In 2024-25, Canada met its Budget 2024 green bond issuance target of $4 billion through two separate issuances – a $2 billion re-opening in October 2024 of the 10-year bond first issued in February 2024, and a new issue of a $2 billion, 7-year green bond in February 2025. Both transactions saw strong demand from green and socially responsible investors and attracted a mix of Canadian domestic and international investors.
Canada's green bond program continues to support the growth of the sustainable finance market in Canada and highlights Canada's investments in climate action and environmental initiatives. The government remains committed to regular green bond issuances.
Management of Canada's Official International Reserves
The Exchange Fund Account (EFA), managed by the Minister of Finance on behalf of the Government of Canada, represents the largest component of Canada's official international reserves. It is a portfolio of Canada's liquid foreign exchange reserves and special drawing rights available to aid in the control and protection of the external value of the Canadian dollar and as a source of liquidity to the government, if needed. In addition to the EFA, Canada's official international reserves include Canada's reserve position held at the International Monetary Fund.
The government borrows to invest in liquid reserves, which are maintained at a level at or above 3 per cent of GDP. Net funding requirements for 2025-26 are estimated to be around $6 billion but may vary as a result of movements in foreign interest rates and exchange rates.
The mix of sources used to meet the net funding requirements for the year will depend on a number of considerations, including relative cost and market conditions.
They include a short-term US-dollar paper program (Canada bills), medium-term notes, cross-currency swaps involving the exchange of Canadian dollars for foreign currency to acquire liquid reserves, and the issuance of global bonds.
Canada's issuance of foreign currency denominated debt is used exclusively to fund official international reserves. Global bonds denominated in US dollars or euros have been issued 13 times since 2009 with the most recent one being in March 2025.
Further information on foreign currency funding and the foreign reserve assets is available in the Report on the Management of Canada's Official International Reserves and in The Fiscal Monitor.
Bond Buyback Program
The government announced the resumption of the Government of Canada Cash Management Bond Buyback program in November 2022. This treasury management operation is intended to effectively manage the government's cash flows ahead of large bond maturities.

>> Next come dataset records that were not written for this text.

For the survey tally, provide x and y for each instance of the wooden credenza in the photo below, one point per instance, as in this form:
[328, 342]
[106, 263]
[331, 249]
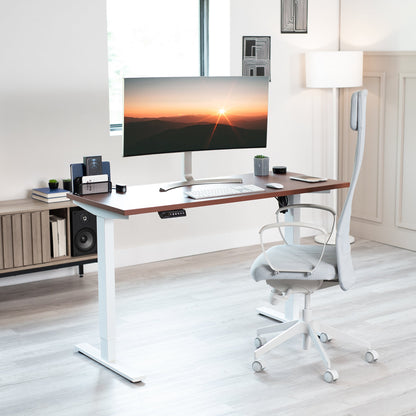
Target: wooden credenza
[25, 241]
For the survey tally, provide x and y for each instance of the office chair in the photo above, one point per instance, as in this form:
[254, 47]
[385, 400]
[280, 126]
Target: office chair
[292, 269]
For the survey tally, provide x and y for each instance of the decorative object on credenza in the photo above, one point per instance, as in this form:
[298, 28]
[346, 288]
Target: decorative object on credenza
[50, 195]
[261, 165]
[67, 184]
[256, 56]
[53, 184]
[294, 16]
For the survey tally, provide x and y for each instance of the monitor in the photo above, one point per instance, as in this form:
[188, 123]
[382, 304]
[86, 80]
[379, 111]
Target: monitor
[187, 114]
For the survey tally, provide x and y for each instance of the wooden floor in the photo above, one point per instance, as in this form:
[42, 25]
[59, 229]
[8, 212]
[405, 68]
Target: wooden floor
[189, 325]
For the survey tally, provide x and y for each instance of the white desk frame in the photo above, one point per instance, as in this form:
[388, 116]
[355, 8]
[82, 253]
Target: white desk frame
[106, 354]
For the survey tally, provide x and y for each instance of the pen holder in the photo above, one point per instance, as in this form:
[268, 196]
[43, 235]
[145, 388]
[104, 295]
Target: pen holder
[261, 165]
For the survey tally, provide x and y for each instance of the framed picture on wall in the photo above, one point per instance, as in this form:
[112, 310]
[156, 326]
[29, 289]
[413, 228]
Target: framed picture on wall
[256, 56]
[294, 16]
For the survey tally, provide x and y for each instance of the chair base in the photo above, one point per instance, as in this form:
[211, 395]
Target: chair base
[312, 331]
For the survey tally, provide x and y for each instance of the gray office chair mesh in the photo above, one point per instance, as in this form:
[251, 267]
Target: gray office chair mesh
[291, 269]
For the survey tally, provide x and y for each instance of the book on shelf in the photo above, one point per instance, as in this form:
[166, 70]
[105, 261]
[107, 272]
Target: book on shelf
[50, 200]
[49, 193]
[58, 236]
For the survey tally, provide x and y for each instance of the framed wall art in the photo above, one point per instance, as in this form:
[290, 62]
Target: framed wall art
[294, 16]
[256, 56]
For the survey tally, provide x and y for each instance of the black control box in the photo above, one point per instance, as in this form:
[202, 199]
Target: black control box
[173, 213]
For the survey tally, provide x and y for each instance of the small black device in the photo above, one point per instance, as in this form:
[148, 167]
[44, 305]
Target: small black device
[93, 165]
[279, 170]
[121, 189]
[173, 213]
[91, 188]
[83, 232]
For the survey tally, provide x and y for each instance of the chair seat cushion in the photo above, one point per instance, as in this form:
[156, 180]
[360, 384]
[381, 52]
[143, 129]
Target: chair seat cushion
[296, 257]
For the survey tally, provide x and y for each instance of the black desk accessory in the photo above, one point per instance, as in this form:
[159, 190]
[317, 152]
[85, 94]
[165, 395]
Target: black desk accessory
[279, 170]
[121, 189]
[78, 170]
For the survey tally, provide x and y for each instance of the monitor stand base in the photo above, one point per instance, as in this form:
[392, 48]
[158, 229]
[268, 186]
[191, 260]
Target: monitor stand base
[189, 180]
[206, 181]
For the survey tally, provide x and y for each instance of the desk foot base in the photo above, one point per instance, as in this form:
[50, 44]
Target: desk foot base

The government plans to continue conducting cash management bond buybacks in 2025-26.
Cash Management
The core objective of cash management is to ensure that the government has sufficient cash available at all times to meet its operating and liquidity requirements.
As part of the prudent management of cash balances, the government reintroduced morning Receiver General auctions on February 21, 2024.
Aside from cash deployed in the morning Receiver General auctions, the government's cash is on deposit with the Bank of Canada, including operational balances and balances held for prudential liquidity. Periodic updates on the liquidity position are available in The Fiscal Monitor.
Prudential Liquidity
The government holds liquid financial assets in the form of domestic cash deposits and foreign exchange reserves to safeguard its ability to meet payment obligations, including coupon and principal payments, in situations where normal access to funding markets may be disrupted or delayed. The government's overall liquidity levels are managed to normally cover at least one month of projected net cash flows, including coupon payments and debt refinancing needs.